Accessibility in Mykonos Town (also known as Chora)
The town of Mykonos has numerous hills leading up for the water. The hills have 4 star and 3 star flatness which means they range from easy uphills to challenging uphills. None of the hills are so steep that they can’t be managed with assistance.
Mykonos sidewalk disabled access has 5 star and 4 star smoothness which make it easy for wheelchair users (like me shown in the photo on the right). White shapes on ground do not indicate different stones, they are just painted on. The town of Mykonos is small….only 1 km cross. The best strategy for disabled visitors is to find an accessible path uphill, turn around when you reach steps, and use the same path to get back out.
Some of the streets have steps.
Some of the shops in Mykonos town have steps to get into them.
There is a winding step-free route to reach the restaurants near Little Venice where you can also see the 4 windmills. Just ask shop-keepers which way you should go.
Driving in Mykonos
The buses to the various beaches have several steps to get into them. Consequently, the best option for getting around the city with a disability is hiring an accessible van with a driver or renting a car. Cars typically run 100 euro to 200 euro per day depending on the demand, the type of car, manual vs automatic transmission, and where you rent. We arrange both accessible van hires and car rentals as part of ouraccessible cruise planning services.
A photo of the bus to Paradise Beach is shown on the left. It has multiple steps at the entrance. The fun convertible shown on the right is one of the cars that you can rent.
Photos of the winding road leading to Paradise Beach are shown below.

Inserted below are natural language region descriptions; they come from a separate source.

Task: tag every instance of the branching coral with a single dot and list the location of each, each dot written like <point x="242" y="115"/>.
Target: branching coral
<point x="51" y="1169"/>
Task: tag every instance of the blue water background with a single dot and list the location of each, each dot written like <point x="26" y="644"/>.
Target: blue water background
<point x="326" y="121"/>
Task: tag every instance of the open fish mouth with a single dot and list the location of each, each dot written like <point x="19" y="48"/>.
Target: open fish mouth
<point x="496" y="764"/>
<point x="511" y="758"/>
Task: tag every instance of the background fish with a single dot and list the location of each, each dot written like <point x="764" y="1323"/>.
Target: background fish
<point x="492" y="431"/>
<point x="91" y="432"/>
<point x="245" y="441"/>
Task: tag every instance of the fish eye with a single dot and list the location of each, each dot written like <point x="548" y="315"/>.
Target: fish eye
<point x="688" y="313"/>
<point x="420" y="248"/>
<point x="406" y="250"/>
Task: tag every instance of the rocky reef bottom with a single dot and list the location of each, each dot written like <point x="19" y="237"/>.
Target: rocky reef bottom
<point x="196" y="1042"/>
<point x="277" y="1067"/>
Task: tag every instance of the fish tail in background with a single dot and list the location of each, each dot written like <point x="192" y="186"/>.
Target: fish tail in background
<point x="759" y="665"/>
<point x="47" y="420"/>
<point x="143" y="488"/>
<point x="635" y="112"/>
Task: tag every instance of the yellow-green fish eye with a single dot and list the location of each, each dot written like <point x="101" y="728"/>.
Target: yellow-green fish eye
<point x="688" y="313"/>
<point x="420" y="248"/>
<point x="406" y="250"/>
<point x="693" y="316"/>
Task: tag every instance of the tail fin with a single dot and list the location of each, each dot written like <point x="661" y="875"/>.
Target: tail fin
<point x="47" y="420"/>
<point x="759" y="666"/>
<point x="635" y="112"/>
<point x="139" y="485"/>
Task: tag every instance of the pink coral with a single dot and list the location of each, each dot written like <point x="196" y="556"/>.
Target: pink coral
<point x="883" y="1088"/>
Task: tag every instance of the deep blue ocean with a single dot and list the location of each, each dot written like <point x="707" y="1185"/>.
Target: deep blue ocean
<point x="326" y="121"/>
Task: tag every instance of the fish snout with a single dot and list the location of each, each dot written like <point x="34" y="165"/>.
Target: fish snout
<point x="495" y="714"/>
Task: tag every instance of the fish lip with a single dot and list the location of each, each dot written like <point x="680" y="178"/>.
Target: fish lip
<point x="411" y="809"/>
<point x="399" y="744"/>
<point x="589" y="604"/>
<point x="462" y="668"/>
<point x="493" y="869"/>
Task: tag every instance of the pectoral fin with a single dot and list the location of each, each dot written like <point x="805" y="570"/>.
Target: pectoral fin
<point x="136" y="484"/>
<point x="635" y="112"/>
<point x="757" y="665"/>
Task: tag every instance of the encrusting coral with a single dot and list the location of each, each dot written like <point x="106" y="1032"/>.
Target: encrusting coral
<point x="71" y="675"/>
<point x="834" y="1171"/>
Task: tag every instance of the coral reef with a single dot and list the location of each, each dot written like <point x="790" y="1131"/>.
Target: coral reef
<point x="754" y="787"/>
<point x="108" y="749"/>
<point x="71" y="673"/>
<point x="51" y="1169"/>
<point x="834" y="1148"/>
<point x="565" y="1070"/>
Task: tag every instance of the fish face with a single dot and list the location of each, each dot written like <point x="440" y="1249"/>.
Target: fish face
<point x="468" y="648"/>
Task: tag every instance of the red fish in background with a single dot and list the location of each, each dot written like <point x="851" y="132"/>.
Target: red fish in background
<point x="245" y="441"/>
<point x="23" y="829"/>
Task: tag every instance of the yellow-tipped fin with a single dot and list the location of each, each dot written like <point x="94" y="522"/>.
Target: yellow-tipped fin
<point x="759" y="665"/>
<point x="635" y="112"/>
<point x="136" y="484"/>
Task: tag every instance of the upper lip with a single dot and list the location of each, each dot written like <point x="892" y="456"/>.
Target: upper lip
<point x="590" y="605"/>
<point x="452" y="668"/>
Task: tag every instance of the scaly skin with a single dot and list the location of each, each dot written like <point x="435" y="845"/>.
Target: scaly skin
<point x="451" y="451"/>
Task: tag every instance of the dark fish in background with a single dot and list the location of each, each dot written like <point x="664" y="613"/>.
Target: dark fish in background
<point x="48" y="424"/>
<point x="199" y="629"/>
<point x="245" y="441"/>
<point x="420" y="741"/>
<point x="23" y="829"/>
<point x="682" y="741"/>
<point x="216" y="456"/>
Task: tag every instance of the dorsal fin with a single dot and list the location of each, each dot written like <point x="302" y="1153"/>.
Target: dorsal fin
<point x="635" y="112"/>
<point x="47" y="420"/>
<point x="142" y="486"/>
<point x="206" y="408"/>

Wheelchair Accessibility at Paradise Beach
Mykonos disabled access is quite good at the world-famous Paradise beach. The accessible entrance is shown in the photo on the left. There are wooden boards (shown in the photo on the right) that lead from pavement down to within 10 feet of water. There are many people lying out on the beach, and someone can probably carry you to the water. A small reef is located about 50 feet away, and there are calm waters to swim.
An accessible bathroom is located just outside the entrance to Paradise Beach.